I’ll tell you about the third girl I slept with. It’s really difficult to talk about dead people, but it’s even harder to talk about dead young women. It’s because from the time they die, they’ll be young forever.
On the other hand, for us, the survivors, every year, every month, every day, we get older. Sometimes, I feel like I can feel myself aging from one hour to the next. It’s a terrible thing, but that’s reality.
* * *
She wasn’t what anyone would call a beautiful girl. However, saying ‘she wasn’t a beauty’ probably isn’t a fair way to put it. ‘She wasn’t as beautiful as she could have been’ seems like an accurate way to describe it, I think.
I have only one picture of her. The date is written on the back, August 1963. The year Kennedy was shot in the head. She’s sitting on a seawall, a beach seemingly near some summer resort, smiling slightly uncomfortably. She’s wearing a short, Jean Seburgstyle hairdo (no matter what anybody says, it reminds me of Auschwitz), wearing a long-edged gingham one-piece dress. She looks clumsy, beautiful. It’s a beauty that could pierce the most delicate regions of the heart of the viewer.
Her thin lips pressed together, her tiny, upturned nose looking like a dainty insect’s antenna, her bangs looking as if she’d cut them herself, dangling carelessly across her wide forehead, her slightly bulging cheeks, upon which tiny pockmarks, remnants of pimples can be seen.

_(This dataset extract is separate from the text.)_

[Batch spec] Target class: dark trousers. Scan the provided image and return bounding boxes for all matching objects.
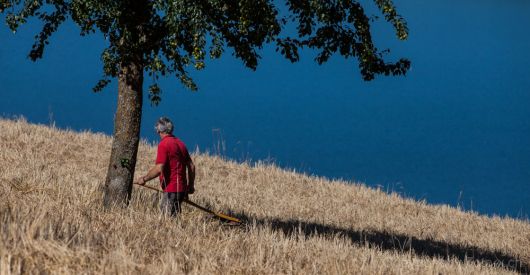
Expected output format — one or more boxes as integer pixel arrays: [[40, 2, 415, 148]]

When she was fourteen years old, that was the time in her twenty-one-year lifetime when she was the happiest. And then she disappeared so suddenly, is all I can think. For what purpose, what reason such a thing could be possible, I have no idea. Nobody does.
* * *
She said once, seriously (I’m not joking), “I entered college to have a heavenly revelation.”
This was before four a.m., both of us naked in bed. I asked her what kind of heavenly revelation she was expecting.
“How should I know?” she said, but added a moment later, “Maybe something like angels’ feathers falling from the sky.”
I tried to imagine the spectacle of angels’ feathers falling onto the university’s courtyard, and from afar it looked much like tissue paper.
* * *
Nobody knows why she killed herself. I have a suspicion that maybe she herself may not have known.